Description:
The Hualapai Plateau contains one of the longest (Paleocene to Pliocene), best preserved, and well exposed sections of Cenozoic geology in Arizona. The Cenozoic sediments and volcanic rocks are preserved in Laramide-age northeast-trending paleocanyons, which converge on the Hurricane fault zone. Adequately dating the full range of Cenozoic terrestrial sediments preserved in these paleocanyons is a frustratingly slow process, due to the relative scarcity of fossil remains and volcanic ash horizons. Milkweed, Hindu and Peach Springs Canyons (re-excavated paleocanyons) on the Hualapai Plateau preserve the best record of the Cenozoic history, in addition to descriptive logs from deep wells located close to the thalwegs of the paleochannels near Truxton and Peach Springs Arizona (Young, 1979, 1987, 1989; Young and Spamer, 2001, Elston and Young, 1991; Peach Springs Quadrangle, geologic map, 2011). Figures 1a and 1b are general location maps illustrating important geologic features.
Early Eocene, late Oligocene, and early to middle Miocene ages have been established from scarce fossils (Long Point, AZ) and locally occurring basalt flows and volcanic ash. The Peach Spring Tuff (revised terminology, Young, 1999) is a widespread key Miocene volcanic ash flow (18.5 Ma) that extends from Barstow, California, approximately 210 miles (345 km) eastward to the Mohave-Yavapai County line along Interstate Route I-40 in Arizona, and from near the latitude of Hoover Dam in the north southward to the vicinity of Parker Dam on the Colorado River (Figures 20, 21). Its source is reportedly the Silver Creek caldera at the western edge of the Black Mountains near Secret Pass Canyon (Pearthree et al., 2009).
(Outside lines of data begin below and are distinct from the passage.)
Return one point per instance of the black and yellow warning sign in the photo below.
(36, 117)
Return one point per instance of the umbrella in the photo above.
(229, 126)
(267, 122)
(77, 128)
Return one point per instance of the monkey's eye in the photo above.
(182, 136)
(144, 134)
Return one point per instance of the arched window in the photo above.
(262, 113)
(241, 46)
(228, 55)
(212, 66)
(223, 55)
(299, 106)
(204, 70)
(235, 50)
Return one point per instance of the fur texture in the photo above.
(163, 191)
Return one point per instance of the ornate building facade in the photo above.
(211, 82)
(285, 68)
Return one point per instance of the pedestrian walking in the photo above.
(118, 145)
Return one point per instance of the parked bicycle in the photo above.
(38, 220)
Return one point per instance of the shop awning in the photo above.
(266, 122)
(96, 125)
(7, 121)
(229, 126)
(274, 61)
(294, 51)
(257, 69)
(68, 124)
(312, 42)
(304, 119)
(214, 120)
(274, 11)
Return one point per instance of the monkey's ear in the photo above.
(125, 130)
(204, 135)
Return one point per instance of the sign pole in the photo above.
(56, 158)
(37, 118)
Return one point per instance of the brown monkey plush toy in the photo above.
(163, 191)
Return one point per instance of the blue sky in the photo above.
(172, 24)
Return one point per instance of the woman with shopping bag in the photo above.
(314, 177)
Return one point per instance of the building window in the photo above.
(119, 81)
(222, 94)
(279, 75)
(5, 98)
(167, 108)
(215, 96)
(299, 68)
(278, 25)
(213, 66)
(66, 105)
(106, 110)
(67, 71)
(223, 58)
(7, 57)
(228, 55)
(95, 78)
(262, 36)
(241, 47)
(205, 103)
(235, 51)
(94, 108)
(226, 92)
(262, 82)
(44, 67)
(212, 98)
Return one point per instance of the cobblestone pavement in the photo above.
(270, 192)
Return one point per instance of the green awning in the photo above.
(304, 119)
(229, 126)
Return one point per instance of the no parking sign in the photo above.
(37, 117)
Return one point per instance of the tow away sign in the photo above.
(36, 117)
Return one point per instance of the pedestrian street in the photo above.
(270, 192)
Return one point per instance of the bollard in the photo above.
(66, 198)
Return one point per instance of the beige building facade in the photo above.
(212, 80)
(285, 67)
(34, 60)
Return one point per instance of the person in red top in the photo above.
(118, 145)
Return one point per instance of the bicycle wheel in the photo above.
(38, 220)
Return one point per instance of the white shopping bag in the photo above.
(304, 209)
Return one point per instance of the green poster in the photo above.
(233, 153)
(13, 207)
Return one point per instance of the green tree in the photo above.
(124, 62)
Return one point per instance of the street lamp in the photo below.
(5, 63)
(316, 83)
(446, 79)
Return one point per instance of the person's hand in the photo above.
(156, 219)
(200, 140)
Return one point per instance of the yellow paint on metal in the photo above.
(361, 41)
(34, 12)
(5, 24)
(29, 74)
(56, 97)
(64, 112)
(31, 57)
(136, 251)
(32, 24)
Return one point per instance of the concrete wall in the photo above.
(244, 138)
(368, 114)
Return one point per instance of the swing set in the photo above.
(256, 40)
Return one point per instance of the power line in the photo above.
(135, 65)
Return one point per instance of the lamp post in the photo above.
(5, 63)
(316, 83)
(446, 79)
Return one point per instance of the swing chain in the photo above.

The Peach Spring Tuff, interbedded with the Tertiary sediments and basalts found in and near Milkweed, Hindu and Peach Springs Canyons on the Hualapai Plateau, provided the earliest means of determining the relative ages and continuity of stratigraphic units across the region from the western Grand Canyon southward to the Aquarius and Mohon Mountains near Trout Creek (Figures 11, 20, 21). The tuff also preserves useful information pertaining to the nature and relative age of the Basin and Range episode of structural deformation along the Plateau margin.